The video-screen plan is based on a “youth engagement” concept first proposed earlier in the year by Ward 10 trustee Chris Bolton and OneStop Media, the advertising agency responsible for the digital screens in many of the city’s subway stations, as well as shopping malls, hotels, Sporting Life and Queen’s University.

Mr. Bolton said he approached OneStop earlier this year about finding ways to make teens more aware of extracurricular programs, postsecondary opportunities and other information. But the content, it appears, wouldn’t be limited to notices about school activities.

“One of the original proposals was to have MuchMusic,” said student trustee Gorick Ng.

Mr. Ng said Mr. Bolton briefed him about the idea in September. “It’s definitely an interesting project in that it provides students with information they obviously wouldn’t get otherwise,” he said.

When the board staff learned of Mr. Bolton’s discussions with OneStop, they told him the pilot would have to be put out for public tender.

OneStop president Michael Girgis confirmed his company has submitted a bid, but declined to elaborate.

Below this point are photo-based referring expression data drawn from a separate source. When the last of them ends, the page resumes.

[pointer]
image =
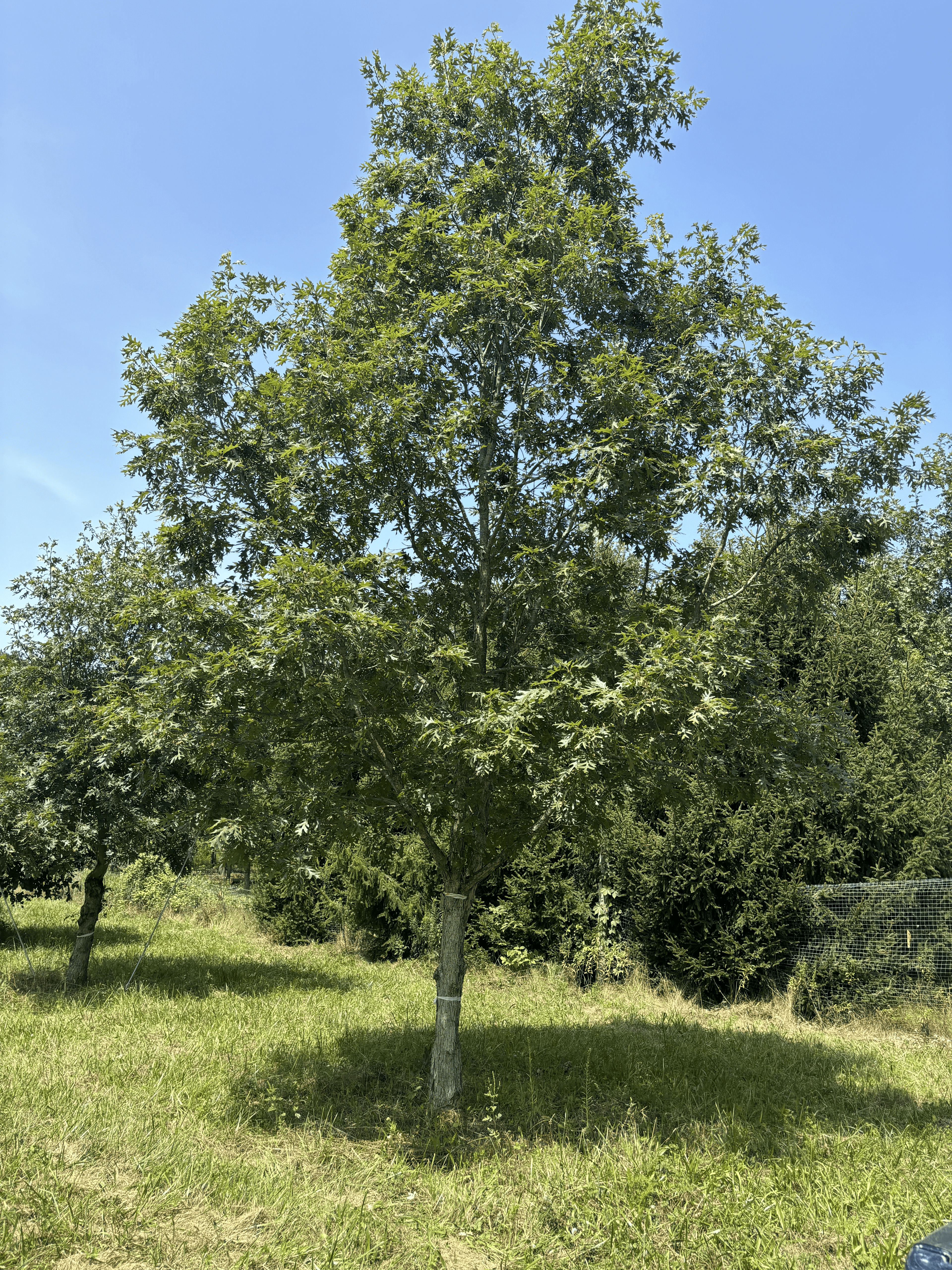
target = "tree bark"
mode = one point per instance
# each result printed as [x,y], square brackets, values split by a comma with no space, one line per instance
[93,893]
[446,1060]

TDSB policies don’t expressly prohibit commercial advertising inside schools, although previous moves in that direction – involving pop machines – have been dropped after objections from parents.

Mr. Bolton said the idea with this undertaking is to allow school committees and board officials to control the content.

That’s been the experience at Queen’s University in Kingston, where 22 OneStop screens, situated in high-traffic areas around the campus, flash university information and emergency warnings.

But unlike the TDSB proposal, Queen’s pays for its video screen service.

Queen’s vice-principal for administration William Bryck said there’s no external advertising because the university felt it would be inappropriate in a campus setting.

The Toronto’s board’s pilot project, by contrast, resembles the TTC’s “revenue-neutral” arrangement, which allows OneStop to sell content on its screens as long as the company provides basic information such as the time, weather, service announcements and emergency notifications. The screens tend to be dominated by the CP24 news feed, consumer ads, and public service announcements from OneStop’s charity partners, like CrimeStoppers.